Have suit, will travel
Tailors are racking up air miles as rapidly as their custom-made and bespoke orders will carry them, writes Abid Rahman
Jonathan Payne is a busy man. As head of custom and bespoke worldwide for Alfred Dunhill, he is the epitome of a new breed of jet-setting master tailor. Increasingly in demand, he has clocked up an astonishing 75,000 air miles in the past year dispensing sartorial advice around the globe.
"It's been a hectic few weeks," says Payne. "I come to Hong Kong four times a year. It used to be two, but business is such we have to come out more and for longer," says Payne, adding that the list of countries is growing. "When I travel to Asia, it's usually Hong Kong, Taiwan, South Korea, Singapore and Malaysia. We have a gentleman in charge of the Japanese business, and we have a gentleman based in Shanghai, who probably flies more than I do," says Payne.
Traversing the globe as a master tailor might seem exotic, but Payne says the reality is somewhat different. "The schedule can be punishing and the days long. My record in Taiwan was 13 appointments in a day. I started at 9am and finished after midnight. It's crazy but fantastic fun."
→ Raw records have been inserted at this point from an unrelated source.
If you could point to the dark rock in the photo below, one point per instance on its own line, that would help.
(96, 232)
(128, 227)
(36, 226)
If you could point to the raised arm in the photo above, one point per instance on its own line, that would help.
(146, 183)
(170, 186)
Payne has been with Alfred Dunhill for the past four years, but is steeped in the traditions of fine tailoring. With stints at Dormeuil, Gieves & Hawkes and then Burberry, Payne is accustomed to dressing ministers, presidents and the captains of industry. "I've been in the trade 23 years, from the cloth side of the business as well as garment side, but the last four years at Dunhill have been very interesting. It's a culmination of all the jobs I've had; indeed, it's more of a way of life than a job."
Bespoke and custom tailoring has exploded globally in recent years, with newly wealthy men in Asia, the Middle East and Russia being the most enthusiastic converts to its time-honoured traditions. Custom tailoring - the more accessible in price terms of the two fine tailoring options - still dominates over bespoke as an emerging upper-middle class in countries such as China gets their first taste of fine tailoring. "There's been an increase in custom tailoring globally. People don't want to be one of a million anymore, they want to be seen as an individual and have input into their product. It's not just clothes, it's happening with phones, computers and cars."
Dunhill's custom business is booming so much that each of its 90 stores worldwide offers custom-tailoring with tailors on-site. However, it is the bespoke service which has grown rapidly in recent years with many of the custom-tailoring clients graduating to the highest echelon of men's fashion. Payne says bespoke is convenient for the world's super rich. "It's the unique nature of the service. For example, I saw a client in May in Hong Kong, but I've just done a fitting for him in London. That's very attractive."
Alfred Dunhill's bespoke services are usually handled by its four 'Home' stores in London, Tokyo, Shanghai and Hong Kong, all flagship boutiques that are more an emporia of all things luxury and masculine than a traditional retail location. However, for the company's most important clients Payne will travel personally to their office or even their home.
With the degree of personalisation that bespoke tailoring affords, national preferences tend to emerge.
"Russians, some of these guys are really broad in the shoulder. There are some seriously big guys over there, so a 62 or 64 is not unusual."
And closer to home? Payne believes that one legacy of the Mao suit is that Chinese men tend to prefer longer trousers and sleeves. Hong Kong and Singaporean men prefer to show off a little bit of cuff.
A large part of the charm of men's fine tailoring is the opaque world it resides in. Men are more than happy to defer to the knowledgeable artisans with their lexicon of terms for different cuts, cuffs and collars. However, it pays, quite literally, to know the basic difference between the two mainstays of fine tailoring.
Custom tailoring: Also known as made-to-measure, is often confused with bespoke tailoring as clients make appointments to be measured for their suit and there is also some choice in terms of fabric and details. The differences can be significant, not just in terms of pricing. Custom appointments would normally take about an hour, says Payne, as clients choose from pre-existing patterns that limit the scope for personalisation.
Bespoke tailoring: The epitome of fine tailoring, with prices to match. Bespoke suits are created from scratch, without a pre-existing pattern and to the customer's exact cut, fabric and detailing specifics, with helpful hints from the tailor. "Bespoke appointments are often longer; if it's a new customer it can take two or even three hours." The process is labour intensive with every part involving hand-cutting and hand-finishing. Given the level of craftsmanship, bespoke tailoring is not time sensitive, with the first fitting followed by a second usually six weeks later, and a final fitting, a further six weeks hence. This means a proper bespoke suit can take up to five months before being delivered to the very happy client.
"One of the strangest requests was somebody asked to have their name embroidered on the outside of their suit, on the chest" says Payne with a laugh, "I refused and had to say: 'I'm sorry, we can't do that - it wouldn't fit in with the Alfred Dunhill way of styling'."